2025-04-01 01:29:50 | 時事

ベン・ノートン(Ben Norton)

Geopolitical Enocomy Report 

2025年3月30日

ドナルド・トランプの政策は、裕福なエリートを利し、それ以外の人々を犠牲にしている。 彼の政権には13人の億万長者がおり、富裕層には減税し、貧困層には増税している。

ドナルド・トランプは2024年の米大統領選に立候補した際、労働者階級のアメリカ人を支援すると約束した。マクドナルドでファーストフード店の店員になりきって写真撮影をしたこともあった。

しかし、ホワイトハウスに戻ったトランプは、彼の政策が国民の大多数ではなく、ほんの一握りの億万長者オリガルヒに奉仕するものであることを明らかにした。

トランプは13人の億万長者を政権のトップに任命した。パブリック・シチズン(Public Citizen)が報告したように、これはトランプ政権がアメリカの富裕層の1%どころではなく、0.0001%の富裕層を代表していることを意味する。

世界一の富豪イーロン・マスクを含むトランプ政権の億万長者たちの総資産額は、2025年1月時点で4600億ドルを超えている。

トランプは就任式に世界最強のオリガルヒを招待した。シリコンバレーのビッグテック企業の億万長者CEOたちが閣僚たちと同席したのは象徴的である。

そして就任からわずか数時間後、トランプはさらに3人の億万長者オリガルヒをホワイトハウスに招き、その中にはOpenAI CEOのサム・アルトマンも含まれており、人工知能に関する記者会見を行った。

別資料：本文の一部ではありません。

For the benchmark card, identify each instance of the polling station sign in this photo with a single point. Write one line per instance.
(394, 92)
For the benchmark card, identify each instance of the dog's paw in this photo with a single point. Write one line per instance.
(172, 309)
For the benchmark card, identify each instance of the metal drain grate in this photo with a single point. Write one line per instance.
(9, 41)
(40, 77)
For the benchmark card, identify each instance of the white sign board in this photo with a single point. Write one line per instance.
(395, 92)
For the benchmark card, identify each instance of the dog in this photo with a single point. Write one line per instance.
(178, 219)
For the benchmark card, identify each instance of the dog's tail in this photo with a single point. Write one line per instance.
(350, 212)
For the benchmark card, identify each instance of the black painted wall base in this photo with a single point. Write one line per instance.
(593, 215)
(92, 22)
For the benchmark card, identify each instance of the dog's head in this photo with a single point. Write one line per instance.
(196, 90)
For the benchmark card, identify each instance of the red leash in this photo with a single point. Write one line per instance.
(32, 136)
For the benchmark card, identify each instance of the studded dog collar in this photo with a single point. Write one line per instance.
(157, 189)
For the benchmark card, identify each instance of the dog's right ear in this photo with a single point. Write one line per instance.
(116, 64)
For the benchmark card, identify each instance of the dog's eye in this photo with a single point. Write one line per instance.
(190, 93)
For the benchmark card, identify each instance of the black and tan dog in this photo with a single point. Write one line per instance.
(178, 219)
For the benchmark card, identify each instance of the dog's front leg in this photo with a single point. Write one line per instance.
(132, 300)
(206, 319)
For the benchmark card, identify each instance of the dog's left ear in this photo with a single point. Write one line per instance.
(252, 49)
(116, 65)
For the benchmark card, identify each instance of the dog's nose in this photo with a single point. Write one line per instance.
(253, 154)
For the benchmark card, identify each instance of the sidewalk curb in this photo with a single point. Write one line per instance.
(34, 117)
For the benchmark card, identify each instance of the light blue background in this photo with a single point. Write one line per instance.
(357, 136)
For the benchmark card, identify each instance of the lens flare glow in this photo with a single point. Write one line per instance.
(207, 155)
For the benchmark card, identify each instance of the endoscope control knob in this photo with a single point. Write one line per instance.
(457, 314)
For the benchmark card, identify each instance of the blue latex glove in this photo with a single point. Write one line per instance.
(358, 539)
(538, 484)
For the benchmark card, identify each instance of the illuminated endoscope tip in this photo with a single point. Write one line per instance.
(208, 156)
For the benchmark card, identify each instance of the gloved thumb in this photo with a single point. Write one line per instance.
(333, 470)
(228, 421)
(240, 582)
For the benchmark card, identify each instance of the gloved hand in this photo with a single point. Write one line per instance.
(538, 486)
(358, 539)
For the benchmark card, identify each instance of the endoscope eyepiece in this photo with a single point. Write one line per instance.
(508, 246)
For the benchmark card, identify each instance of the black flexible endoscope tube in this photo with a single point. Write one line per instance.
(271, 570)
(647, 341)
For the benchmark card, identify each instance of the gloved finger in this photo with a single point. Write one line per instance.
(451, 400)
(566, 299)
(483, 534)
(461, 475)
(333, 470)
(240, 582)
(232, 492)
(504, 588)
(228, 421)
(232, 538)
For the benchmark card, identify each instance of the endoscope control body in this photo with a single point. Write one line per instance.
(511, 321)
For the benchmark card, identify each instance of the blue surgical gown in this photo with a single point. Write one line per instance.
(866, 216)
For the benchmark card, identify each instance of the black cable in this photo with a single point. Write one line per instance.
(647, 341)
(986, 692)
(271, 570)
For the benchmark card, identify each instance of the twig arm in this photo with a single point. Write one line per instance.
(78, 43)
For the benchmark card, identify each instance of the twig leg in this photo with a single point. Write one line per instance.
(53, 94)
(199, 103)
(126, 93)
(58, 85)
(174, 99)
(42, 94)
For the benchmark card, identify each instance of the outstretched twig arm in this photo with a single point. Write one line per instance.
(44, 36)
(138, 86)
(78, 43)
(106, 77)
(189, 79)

大統領に就任したトランプは、世界最大の資産運用会社ブラックロックのラリー・フィンクCEOをはじめとする億万長者の支持者たちと定期的に会合や電話会談を行っている。フィンクは自らトランプに電話をかけ、ブラックロックのパナマ運河両岸の港の購入を支援するようにホワイトハウスに要請した。

汚職:マネーロンダリング、贈収賄、暗号詐欺を後押し

ドナルド・トランプは米国大統領として、裕福なエリートのために、実質的に腐敗を押し進める一連の大統領令を可決した。マネーロンダリング防止法を廃止し、贈収賄を禁止する法律の施行を打ち切った。

トランプは大統領令の中で、贈収賄を認めることは「アメリカとその企業が世界中で商業上の戦略的優位性を獲得する」ことにつながると自慢した。同様に記者団に対しても、汚職を認めることは「アメリカにとってより多くのビジネスが生まれることを意味する」と語った。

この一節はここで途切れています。